One of the reasons why the species-area relationship is so central to conservation is that it gives us a way to estimate how habitat loss can reduce the number of species a location (a.k.a. site, patch, fragment) can support.

However, we immediately encounter a problem. If we want to predict how species richness will change at one site, and we don’t have a local dataset to estimate \(c\) and \(z\), what are we supposed to do? Past ecological research indicates that \(z\) tends to fall in a fairly narrow range between [0.15, 0.39] (Preston 1962; MacArthur and Wilson 1967). However, values for \(c\) vary widely, depending on the taxonomic group (e.g. birds have a very different y-intercept for their straight-line log-log species-area relationship than insects or microbes) and region.

In a situation where we don’t have values of \(c\) and \(z\) for our system, while we can at least lean on these past values for \(z\), we’re going to want some way to get rid of \(c\).

Let’s start with \(A_0\) denoting the **original amount (area) of habitat** and \(A_1\) denoting the **amount of habitat left after some is destroyed**; that is, \(A_1 < A_0\). Similarly, \(S_0\) denotes the initial number of species and \(S_1\) the number of species after habitat conversion has brought the habitat area down from \(A_0\) to \(A_1\).

From the species-area (power law) relationship, we know that: \(S_1 = c A_1^z\) \(S_0 = c A_0^z\)

Maybe we can get rid of the pesky \(c\) term by dividing the two equations like so… \(\frac{S_1}{S_0} = \frac{c A_1^z}{c A_0^z}\)
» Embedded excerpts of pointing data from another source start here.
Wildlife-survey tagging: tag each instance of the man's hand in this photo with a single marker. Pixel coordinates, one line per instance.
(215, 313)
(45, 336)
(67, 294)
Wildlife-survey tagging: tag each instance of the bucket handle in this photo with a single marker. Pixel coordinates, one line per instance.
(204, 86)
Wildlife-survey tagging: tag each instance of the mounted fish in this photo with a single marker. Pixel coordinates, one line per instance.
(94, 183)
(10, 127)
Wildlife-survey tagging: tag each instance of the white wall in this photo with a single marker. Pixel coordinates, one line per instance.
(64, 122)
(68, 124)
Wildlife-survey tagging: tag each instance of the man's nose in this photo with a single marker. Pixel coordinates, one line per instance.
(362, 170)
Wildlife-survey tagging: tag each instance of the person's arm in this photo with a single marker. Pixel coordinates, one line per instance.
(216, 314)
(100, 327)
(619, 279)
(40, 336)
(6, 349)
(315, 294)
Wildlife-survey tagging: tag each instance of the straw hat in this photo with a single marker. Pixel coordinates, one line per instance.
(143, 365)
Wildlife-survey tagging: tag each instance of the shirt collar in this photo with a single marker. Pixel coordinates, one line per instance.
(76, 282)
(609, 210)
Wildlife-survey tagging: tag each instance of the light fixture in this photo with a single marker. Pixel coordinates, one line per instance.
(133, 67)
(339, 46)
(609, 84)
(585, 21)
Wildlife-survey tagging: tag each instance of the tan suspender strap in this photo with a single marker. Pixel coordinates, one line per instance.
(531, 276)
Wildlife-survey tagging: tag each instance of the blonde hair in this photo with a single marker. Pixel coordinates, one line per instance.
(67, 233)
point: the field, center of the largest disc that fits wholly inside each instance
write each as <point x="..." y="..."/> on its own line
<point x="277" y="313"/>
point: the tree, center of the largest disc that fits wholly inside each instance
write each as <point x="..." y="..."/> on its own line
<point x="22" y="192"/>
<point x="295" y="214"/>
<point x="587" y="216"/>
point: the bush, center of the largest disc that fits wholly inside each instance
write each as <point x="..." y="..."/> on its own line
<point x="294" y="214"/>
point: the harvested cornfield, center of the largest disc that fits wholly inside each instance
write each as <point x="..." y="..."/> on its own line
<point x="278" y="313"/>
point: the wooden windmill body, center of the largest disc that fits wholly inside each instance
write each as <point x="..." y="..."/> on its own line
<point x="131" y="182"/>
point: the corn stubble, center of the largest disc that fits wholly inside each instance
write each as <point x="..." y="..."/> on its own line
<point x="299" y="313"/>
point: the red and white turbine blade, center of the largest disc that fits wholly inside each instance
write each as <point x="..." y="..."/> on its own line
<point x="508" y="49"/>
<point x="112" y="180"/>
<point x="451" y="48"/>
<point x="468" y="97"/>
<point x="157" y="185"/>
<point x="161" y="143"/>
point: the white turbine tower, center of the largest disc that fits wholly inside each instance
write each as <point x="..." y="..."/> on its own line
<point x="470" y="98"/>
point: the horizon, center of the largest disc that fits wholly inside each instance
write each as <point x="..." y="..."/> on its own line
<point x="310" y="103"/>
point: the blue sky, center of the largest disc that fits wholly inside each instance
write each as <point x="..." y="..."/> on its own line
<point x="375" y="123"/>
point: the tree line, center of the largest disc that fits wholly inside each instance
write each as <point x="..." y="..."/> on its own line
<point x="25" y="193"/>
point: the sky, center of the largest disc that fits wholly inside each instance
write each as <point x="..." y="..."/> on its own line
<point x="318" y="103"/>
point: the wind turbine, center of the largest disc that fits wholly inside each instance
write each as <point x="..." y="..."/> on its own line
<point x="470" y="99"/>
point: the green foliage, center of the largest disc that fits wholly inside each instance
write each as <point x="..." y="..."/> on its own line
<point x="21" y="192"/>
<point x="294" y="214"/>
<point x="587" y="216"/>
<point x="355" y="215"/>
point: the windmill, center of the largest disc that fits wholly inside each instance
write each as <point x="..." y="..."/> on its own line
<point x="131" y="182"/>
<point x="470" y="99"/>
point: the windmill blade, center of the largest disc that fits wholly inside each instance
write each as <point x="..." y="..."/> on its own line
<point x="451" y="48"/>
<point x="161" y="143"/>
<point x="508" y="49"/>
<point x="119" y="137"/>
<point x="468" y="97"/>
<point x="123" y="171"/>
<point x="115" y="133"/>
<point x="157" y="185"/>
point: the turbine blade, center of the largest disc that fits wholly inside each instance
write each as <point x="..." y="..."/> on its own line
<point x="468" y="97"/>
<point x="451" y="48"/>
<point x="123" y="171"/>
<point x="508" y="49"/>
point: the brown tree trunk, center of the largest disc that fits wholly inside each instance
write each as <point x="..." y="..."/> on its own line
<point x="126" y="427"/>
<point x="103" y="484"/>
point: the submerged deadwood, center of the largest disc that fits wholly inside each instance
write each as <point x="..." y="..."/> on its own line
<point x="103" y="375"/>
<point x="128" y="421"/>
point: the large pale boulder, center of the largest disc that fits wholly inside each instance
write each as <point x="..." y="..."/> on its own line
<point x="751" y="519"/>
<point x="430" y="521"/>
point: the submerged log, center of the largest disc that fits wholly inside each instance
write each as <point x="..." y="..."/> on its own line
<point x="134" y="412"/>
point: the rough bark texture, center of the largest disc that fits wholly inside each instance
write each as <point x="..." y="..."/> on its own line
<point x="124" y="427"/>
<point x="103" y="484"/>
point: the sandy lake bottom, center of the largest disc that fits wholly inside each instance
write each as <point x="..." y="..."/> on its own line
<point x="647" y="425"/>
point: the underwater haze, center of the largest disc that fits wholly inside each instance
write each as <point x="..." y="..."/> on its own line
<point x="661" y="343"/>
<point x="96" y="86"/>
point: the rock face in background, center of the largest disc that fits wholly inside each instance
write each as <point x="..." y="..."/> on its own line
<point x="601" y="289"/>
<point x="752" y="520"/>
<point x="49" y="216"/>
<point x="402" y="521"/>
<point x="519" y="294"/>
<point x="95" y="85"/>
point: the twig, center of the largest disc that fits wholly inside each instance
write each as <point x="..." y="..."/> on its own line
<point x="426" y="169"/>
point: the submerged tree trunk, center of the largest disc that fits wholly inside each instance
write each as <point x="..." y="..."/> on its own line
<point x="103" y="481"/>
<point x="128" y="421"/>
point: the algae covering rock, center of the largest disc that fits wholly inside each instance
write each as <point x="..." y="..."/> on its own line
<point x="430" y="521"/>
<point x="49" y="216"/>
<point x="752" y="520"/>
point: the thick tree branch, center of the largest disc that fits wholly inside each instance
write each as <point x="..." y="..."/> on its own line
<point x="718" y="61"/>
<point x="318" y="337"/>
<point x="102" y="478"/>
We can cancel the two \(c\) terms in the numerator and denominator of the right-hand side fraction, and then the equation simplifies to \(\frac{S_1}{S_0} = \frac{A_1^z}{A_0^z}\)

We can simplify things further by noting that \(A_1\) is always going to be some fraction of \(A_0\), as \(A_0\) represents the original extent (area) of habitat, and \(A_1\) the amount of that habitat that is still standing after destruction happens. That is, \(A_1 = R A_0\) where \(R\) stands for habitat \(R\)emaining after loss.

In that case, when we plug in this expression \(A_1 = R~A_0\) to \(\frac{S_1}{S_0} = \frac{A_1^z}{A_0^z}\) we arrive at: \(\frac{S_1}{S_0} = \frac{(R~A_0)^z}{A_0^z}\)

Based on the product rule for exponents, \(\frac{S_1}{S_0} = \frac{(RA_0)^z}{A_0^z}\) is equivalent to: \(\frac{S_1}{S_0} = \frac{R^z A_0^z}{A_0^z}\)

We can cancel out the two \(A_0^z\) terms and finally land at: \(\frac{S_1}{S_0} = R^z\) This equation gives us a way to calculate **what proportion of species remain after some fraction of habitat is lost**.

We can multiply the denominator on the left hand side over, seeing that \(S_1 = S_0 R^z\). We can then also calculate the **number of species lost**, \(S_0 - S_1\), denoted as \(\Delta S\) as: \(\Delta S = S_0 - S_1 \rightarrow S_0 - S_0 R^z \implies \Delta S = (1-R^z) S_0\).